Es geht in die Höhe, dann durch Wälder wieder hinunter. Gipfel werden auf geraden, senkrechten Straßen erklommen aber ich fahre auch quer zum Hang, wie am Berg aufgehängt, dann wieder hoch, lange Schotterwege entlang, voller Kehren, bei denen die Kurven einfach mit Vollgas genommen werden müssen! Es ist September, aber unterm Helm erreichen mich die Düfte zahlreicher Blumen. Kurz gesagt: Die Strecke lohnt sich für Gashebel, Auge und Geruchssinn!
Beim Big Enduro macht sich der Asphalt heute rar, ich schätze es sind weniger als 10%. Wer dagegen die Tour auf Straße gewählt hat, hat Norcia und Castelluccio erreicht, Gegenden die leider vom Erdbeben heimgesucht worden sind, aber für Teilnehmer, die das Tal Val Nerinaund die Hochebenen der Apenninen noch nicht kannten, beeindruckend sind.
Wir treffen uns alle im Restaurant, wo wir wie immer in dieser Gegend von neuem verwöhnt werden mit Crostini, Aufschnitt, Nudeln mit Trüffel, gegrilltem Fleisch und Wein!

Zum guten Schluss…
Nach der Queen Trophy, ist das die zweite von MC Pepe Bevagna organisierte Veranstaltung bzw.

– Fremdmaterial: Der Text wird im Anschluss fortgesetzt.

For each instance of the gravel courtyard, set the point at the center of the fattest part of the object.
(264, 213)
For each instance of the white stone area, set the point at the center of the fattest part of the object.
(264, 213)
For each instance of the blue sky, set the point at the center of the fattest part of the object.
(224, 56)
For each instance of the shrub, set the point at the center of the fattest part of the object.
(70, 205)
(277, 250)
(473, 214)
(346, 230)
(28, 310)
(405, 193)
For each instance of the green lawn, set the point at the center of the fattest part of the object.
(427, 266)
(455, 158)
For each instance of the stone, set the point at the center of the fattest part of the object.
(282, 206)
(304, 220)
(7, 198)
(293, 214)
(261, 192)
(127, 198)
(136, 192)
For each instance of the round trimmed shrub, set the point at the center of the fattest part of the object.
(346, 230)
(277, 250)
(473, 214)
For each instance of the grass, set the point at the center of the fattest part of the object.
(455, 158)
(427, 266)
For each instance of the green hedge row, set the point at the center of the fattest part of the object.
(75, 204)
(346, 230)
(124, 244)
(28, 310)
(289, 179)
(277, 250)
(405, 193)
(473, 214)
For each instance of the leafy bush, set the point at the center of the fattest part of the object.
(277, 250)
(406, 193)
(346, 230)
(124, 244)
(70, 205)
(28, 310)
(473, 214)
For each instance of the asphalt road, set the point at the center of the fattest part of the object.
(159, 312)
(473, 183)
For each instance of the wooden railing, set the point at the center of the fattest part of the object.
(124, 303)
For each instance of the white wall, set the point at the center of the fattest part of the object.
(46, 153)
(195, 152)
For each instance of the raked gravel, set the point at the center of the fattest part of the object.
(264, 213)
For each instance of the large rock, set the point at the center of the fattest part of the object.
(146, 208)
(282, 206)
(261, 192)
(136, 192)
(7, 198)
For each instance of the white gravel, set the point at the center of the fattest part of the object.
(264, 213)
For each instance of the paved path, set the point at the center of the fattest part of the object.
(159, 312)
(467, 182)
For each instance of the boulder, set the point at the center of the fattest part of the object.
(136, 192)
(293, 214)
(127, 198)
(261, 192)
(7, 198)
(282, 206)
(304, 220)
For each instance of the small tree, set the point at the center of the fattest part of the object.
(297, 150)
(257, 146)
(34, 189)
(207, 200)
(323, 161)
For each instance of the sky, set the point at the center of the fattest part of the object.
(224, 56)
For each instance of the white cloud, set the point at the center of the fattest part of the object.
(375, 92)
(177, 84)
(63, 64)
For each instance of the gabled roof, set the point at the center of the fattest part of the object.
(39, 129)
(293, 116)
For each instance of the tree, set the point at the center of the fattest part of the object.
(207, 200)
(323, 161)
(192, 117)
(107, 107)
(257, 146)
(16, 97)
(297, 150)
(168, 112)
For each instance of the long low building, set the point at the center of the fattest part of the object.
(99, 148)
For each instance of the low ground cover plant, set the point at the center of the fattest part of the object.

Rallye, an der ich teilnehme. Die ZukMania ist erneut ein Beweis dafür, dass der Club die Veranstaltungen gut organisiert, mit viel echtem Gelände in atemberaubenden Landschaften. Auch wenn am Start keine Fotografen und aufblasbare Startbögen zu finden sind, für einen „mickrigen“ Teilnehmerbeitrag kehrt man voller tiefgehender Eindrücke nach Hause zurück.
Wenn ihr euch also für echtes Adventouring begeistert, euch aber Moden und Glamour egal sind und ihr vielleicht nicht gerade ein halbes Gehalt für eine Zweitagestour ausgeben wollt, kommt einfach mal vorbei, Umbrien will entdeckt werden!

Bekleidung
Für die ZukMania konnten wir während eines eher anspruchsvolleren Abschnitts im Gelände die Kombi Yaguara von Alpinestars ausprobieren. Yaguara ist eine Dreijahreszeiten-Touringjacke, die auch das Off-Road keineswegs verschmäht; sie ist CE-gekennzeichnet und mit Tech-Air kompatibel.